Prometheus alerts mapping #34

bzurkowski · 2020-04-02T07:33:17Z

Prometheus provides a comprehensive set of alerting rules for Kubernetes such as:

KubeContainerWaiting
KubeDaemonSetNotScheduled
KubeAPIErrorsHigh

Open RCA enables connecting some of these alerts to elements present in the infra graph by using a mapping file. The entries in the file are of the form:

- name: KubePodCrashLooping
    source_mapping:
    origin: kubernetes
    kind: pod
    properties:
        name: pod
        namespace: namespace

The example above describes that whenever there is a KubePodCrashLooping alert detected, it should be mapped to graph element of kubernetes origin and pod kind, and connected to an element with properties name and namespace with values fetched from labels in alert payload, named correspondingly pod and namespace.

The mapping file is not complete. There is still a significant number of alerts that Open RCA cannot recognize. The remaining alerting rules should be reviewed and integrated into the mapping.

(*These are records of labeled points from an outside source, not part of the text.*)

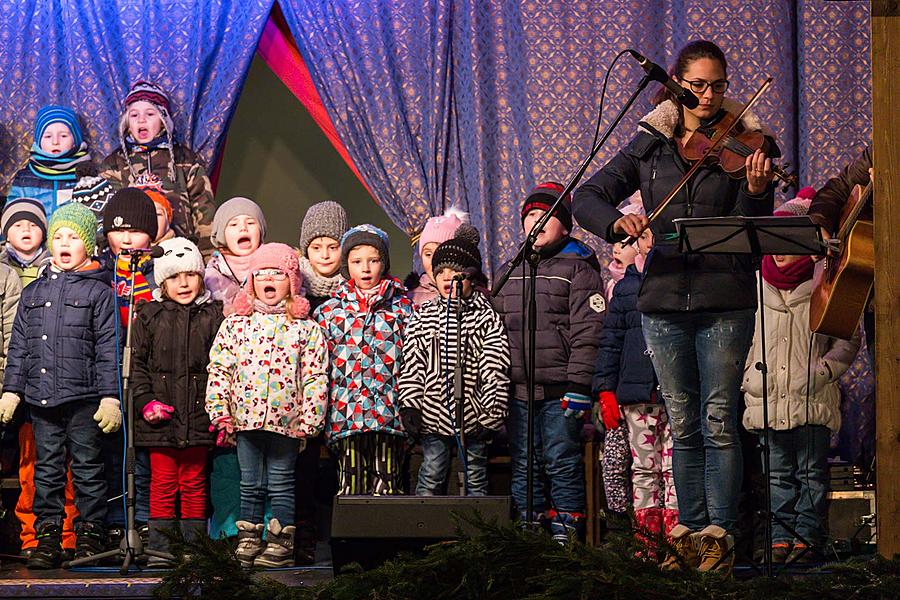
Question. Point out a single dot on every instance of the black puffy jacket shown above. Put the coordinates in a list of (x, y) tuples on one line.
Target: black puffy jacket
[(64, 342), (171, 352), (674, 282), (570, 310)]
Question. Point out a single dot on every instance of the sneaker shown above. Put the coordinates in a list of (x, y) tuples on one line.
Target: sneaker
[(48, 553), (279, 550), (249, 542), (684, 550), (714, 546)]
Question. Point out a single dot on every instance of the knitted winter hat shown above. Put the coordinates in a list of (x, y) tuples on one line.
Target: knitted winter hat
[(229, 210), (180, 255), (543, 196), (78, 218), (23, 209), (274, 256), (366, 235), (458, 253), (441, 228), (324, 219), (797, 207), (57, 114), (130, 208)]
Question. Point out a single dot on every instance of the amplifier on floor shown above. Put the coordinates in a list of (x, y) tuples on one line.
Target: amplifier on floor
[(372, 529)]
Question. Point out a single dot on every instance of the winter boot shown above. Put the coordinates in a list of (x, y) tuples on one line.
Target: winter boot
[(158, 532), (684, 550), (90, 539), (279, 550), (48, 553), (714, 546), (249, 542)]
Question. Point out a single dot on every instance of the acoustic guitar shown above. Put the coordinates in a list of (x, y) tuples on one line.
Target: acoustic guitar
[(843, 281)]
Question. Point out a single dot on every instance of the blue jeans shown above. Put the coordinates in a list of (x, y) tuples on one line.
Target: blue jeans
[(699, 361), (438, 451), (799, 462), (267, 473), (68, 428), (557, 453)]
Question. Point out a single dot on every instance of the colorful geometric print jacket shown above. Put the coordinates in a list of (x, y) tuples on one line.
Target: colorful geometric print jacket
[(365, 341), (269, 373), (190, 195), (427, 368)]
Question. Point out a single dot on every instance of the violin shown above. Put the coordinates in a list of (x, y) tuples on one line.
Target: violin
[(731, 152)]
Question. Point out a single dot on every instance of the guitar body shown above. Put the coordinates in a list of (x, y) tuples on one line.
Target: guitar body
[(842, 283)]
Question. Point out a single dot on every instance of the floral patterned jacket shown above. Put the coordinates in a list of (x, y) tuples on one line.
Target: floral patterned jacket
[(269, 373), (365, 341)]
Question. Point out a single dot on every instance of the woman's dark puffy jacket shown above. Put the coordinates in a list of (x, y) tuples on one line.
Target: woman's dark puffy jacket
[(171, 345), (675, 282)]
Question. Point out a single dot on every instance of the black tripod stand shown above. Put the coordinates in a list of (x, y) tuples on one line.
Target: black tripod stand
[(755, 237), (131, 547)]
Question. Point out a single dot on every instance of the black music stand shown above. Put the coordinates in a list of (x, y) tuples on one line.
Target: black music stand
[(755, 237)]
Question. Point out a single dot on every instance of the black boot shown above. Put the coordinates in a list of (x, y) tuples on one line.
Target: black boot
[(48, 553), (90, 539)]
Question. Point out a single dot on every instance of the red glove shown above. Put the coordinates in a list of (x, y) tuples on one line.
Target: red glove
[(609, 410)]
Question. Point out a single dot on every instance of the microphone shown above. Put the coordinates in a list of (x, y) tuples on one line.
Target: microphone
[(657, 73), (154, 252)]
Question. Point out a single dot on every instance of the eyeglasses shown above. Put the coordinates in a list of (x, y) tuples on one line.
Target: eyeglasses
[(270, 275), (698, 86)]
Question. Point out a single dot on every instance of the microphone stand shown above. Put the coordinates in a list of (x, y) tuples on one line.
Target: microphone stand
[(529, 254)]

The text was updated successfully, but these errors were encountered:

aleksandra-galara · 2020-04-03T11:37:52Z

bzurkowski · 2020-04-03T12:29:37Z

@aleksandra-galara Thanks for preparing the list. Very helpful! 👍 Let's keep it up to date as the support for new alerts is added to the mapping.

In the next iteration we should focus on the following items:

Kubernetes control plane:
- KubeAPIDown
- KubeSchedulerDown
- KubeControllerManagerDown
Kubernetes jobs:
- KubeCronJobRunning
- KubeJobCompletion
- KubeJobFailed
Kubernetes resources:
- KubeCPUOvercommit
- KubeMemOvercommit
- KubeQuotaExceeded
Node timing:
- NodeClockSkewDetected
- NodeClockNotSynchronising
Version semantics:
- KubeVersionMismatch

aleksandra-galara · 2020-04-13T21:16:25Z

Hi,
I've mapped and tested first part of the alerts. And for now I'm working on alerts triggered by Prometheus components.
Hope to finish mapping&testing all of the alerts from the list soon!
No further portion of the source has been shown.